On two occasions, Chinese Jiangwei-class frigates have directed weapons-related fire-control radar at Japanese vessels, once at a Maritime Self-Defense Force (MSDF) destroyer — the Yuudachi — and once targeting a Japanese military helicopter, giving rise to concerns and protest from Tokyo over what it saw as provocative actions.
China has had to refit a variety of ocean-going vessels, such as ice-breakers or military ships like ocean tugs, survey vessels and electronic reconnaissance ships, as high-tonnage ocean surveillance ships that can patrol the waters around the Diaoyutais just to show that it already has de facto jurisdiction over the area.
This has emboldened Taiwanese fishermen, but the Diaoyutais situation has already made the security issue in the waters to the northeast of Taiwan precarious.
The nation’s coast guard and armed forces have been forced to operate in restricted areas in these waters and are obliged to make regular checks on the position of Chinese vessels and aircraft.
China has been making its sovereignty claims for the Diaoyutais known through a combination of announcements, adverts in international publications and a foreign relations propaganda war, in much the same way as Taiwan and Japan have. It has also submitted to the UN secretary-general maritime maps, territorial sea baselines and base points for the Diaoyutais and affiliated islands along with continental shelf charts extending out 200 nautical miles (370.4km) into sections of the East China Sea to the UN’s Commission on the Limits of the Continental Shelf, pointing out weak points in Taiwan’s sovereignty claims.
At the same time, it has called on the US to remain neutral over the Diaoyutais issue. For example, Chinese Vice President Xi Jinping (習近平) has expressed the wish that the US will exercise restraint and not interfere in the controversy over sovereignty of the islands, or do anything that could incite conflict.
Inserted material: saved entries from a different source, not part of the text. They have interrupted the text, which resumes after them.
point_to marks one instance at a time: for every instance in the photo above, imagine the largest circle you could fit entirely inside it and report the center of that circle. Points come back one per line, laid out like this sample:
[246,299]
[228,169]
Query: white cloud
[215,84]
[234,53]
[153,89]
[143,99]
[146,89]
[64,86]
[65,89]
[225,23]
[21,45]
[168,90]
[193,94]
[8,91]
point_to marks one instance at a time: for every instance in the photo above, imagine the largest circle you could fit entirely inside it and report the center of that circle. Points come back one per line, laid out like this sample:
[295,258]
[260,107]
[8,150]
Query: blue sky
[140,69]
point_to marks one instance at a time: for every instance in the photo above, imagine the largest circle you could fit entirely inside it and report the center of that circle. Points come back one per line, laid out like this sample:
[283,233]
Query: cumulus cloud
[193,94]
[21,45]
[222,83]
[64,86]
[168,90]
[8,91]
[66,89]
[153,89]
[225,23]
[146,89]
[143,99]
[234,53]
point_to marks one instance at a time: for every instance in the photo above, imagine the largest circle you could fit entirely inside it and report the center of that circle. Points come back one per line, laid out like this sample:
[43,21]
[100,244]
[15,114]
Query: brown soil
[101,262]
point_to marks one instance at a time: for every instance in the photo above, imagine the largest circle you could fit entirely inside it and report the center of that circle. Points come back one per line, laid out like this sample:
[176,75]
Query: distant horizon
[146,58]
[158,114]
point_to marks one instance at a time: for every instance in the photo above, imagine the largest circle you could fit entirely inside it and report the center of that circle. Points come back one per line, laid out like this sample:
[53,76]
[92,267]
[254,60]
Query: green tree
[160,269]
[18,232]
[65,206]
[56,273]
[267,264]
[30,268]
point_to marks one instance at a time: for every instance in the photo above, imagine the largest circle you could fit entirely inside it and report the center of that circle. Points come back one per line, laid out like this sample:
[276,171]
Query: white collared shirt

The US is keen for President Ma Ying-jeou (馬英九) to be mindful of the sensitivity of timing and not to further complicate the US-Japanese response to the Diaoyutais issue through his handling of it.
Indeed, Ma has said that he will not ally with China over the Diaoyutais issue, giving three reasons for this: First, because China does not recognize the 1952 Treaty of Taipei between Japan and the Republic of China (ROC), which the ROC is using to support its sovereignty claim. Second, because China has yet to respond to Ma’s East China Sea peace initiative. Last, because China opposes Taiwan-Japan talks involving the sovereignty issue.
His position has not only left Beijing disappointed, showing this will be detrimental to cross- strait mutual political trust, but it has also thrown cold water over the hopes of individuals and sections of the media in Taiwan wanting a joint China-Taiwan response to protect sovereignty over the islands.
Ma would like to have both sides strive to this end separately, but there is no guarantee that this is how things will turn out.
Lin Cheng-yi is a research fellow at Academia Sinica’s Institute of European and American Studies.